In other words, if my secular pursuit of the things that make me happy are tangible things I can see and experience, then the promise of further increase of that happiness means I have to “deny my flesh, pick up my cross and face persecution”, well I’m not interested. Without hearing of the pending wrath of God over my sin, there is no danger to the continued pursuit of the things of the flesh. I may as well continue with Earthly pursuits because it’s already something I’m working toward.

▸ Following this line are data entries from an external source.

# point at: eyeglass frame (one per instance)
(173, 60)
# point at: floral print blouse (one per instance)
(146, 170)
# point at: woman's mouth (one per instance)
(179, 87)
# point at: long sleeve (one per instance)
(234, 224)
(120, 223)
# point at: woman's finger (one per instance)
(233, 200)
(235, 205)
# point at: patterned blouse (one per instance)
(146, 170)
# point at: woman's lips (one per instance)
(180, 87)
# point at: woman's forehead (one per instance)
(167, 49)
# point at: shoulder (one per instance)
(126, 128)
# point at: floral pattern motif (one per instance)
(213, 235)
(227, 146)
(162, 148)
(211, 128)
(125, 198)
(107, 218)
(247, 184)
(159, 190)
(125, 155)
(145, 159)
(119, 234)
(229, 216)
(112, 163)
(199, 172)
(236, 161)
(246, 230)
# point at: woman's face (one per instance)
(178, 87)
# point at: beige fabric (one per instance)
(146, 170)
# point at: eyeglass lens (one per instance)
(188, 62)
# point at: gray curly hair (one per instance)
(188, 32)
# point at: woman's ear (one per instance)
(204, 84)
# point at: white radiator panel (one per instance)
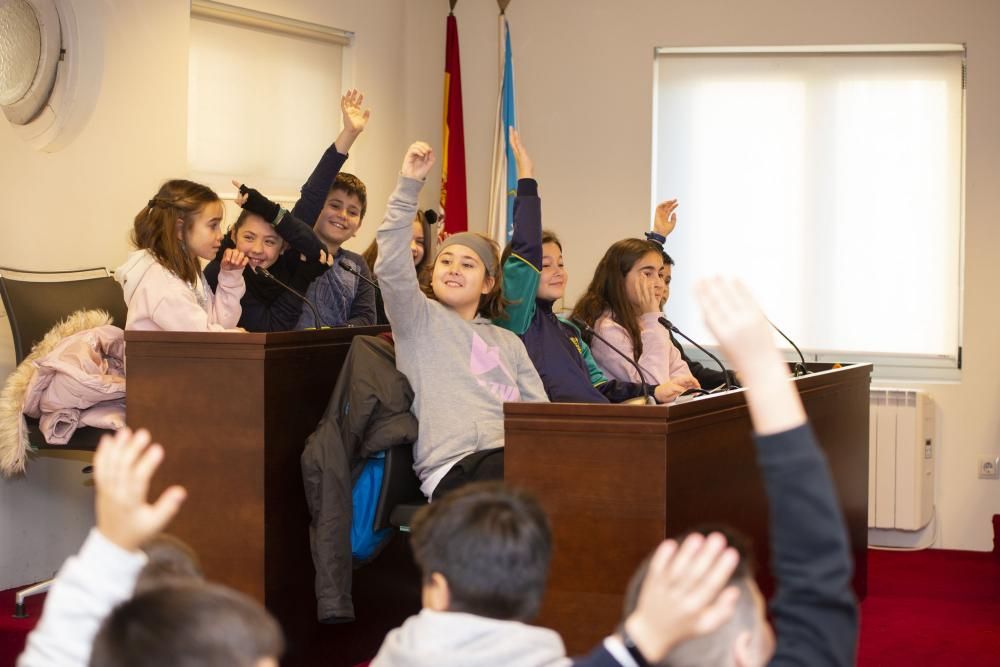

Even Paul stated this concept. That when the law came he died. He considered himself alive apart from the law and when sin was introduced, he died. (Rom 7:9). Paul wasn’t saying that if he would have died before hearing the law that he would have gone to Heaven. That would have certainly been contradictory to his emphasis on evangelism. Instead what Paul was saying that before he had heard of the law and the things of God, he had no reason to believe he was anything other than good to go.
Without a full presentation of both the wrath of God and his loving redemption, Christianity is toxic. It becomes a false representation of who God is and what he does. We must always be careful to assess ourselves and the way we represent the cross and the faith that has saved us. Move too far to from one end of the spectrum to the other and you enter into a territory that teaches of a God who is either too loving to judge our sin, or too wrathful to love. Neither of which are true.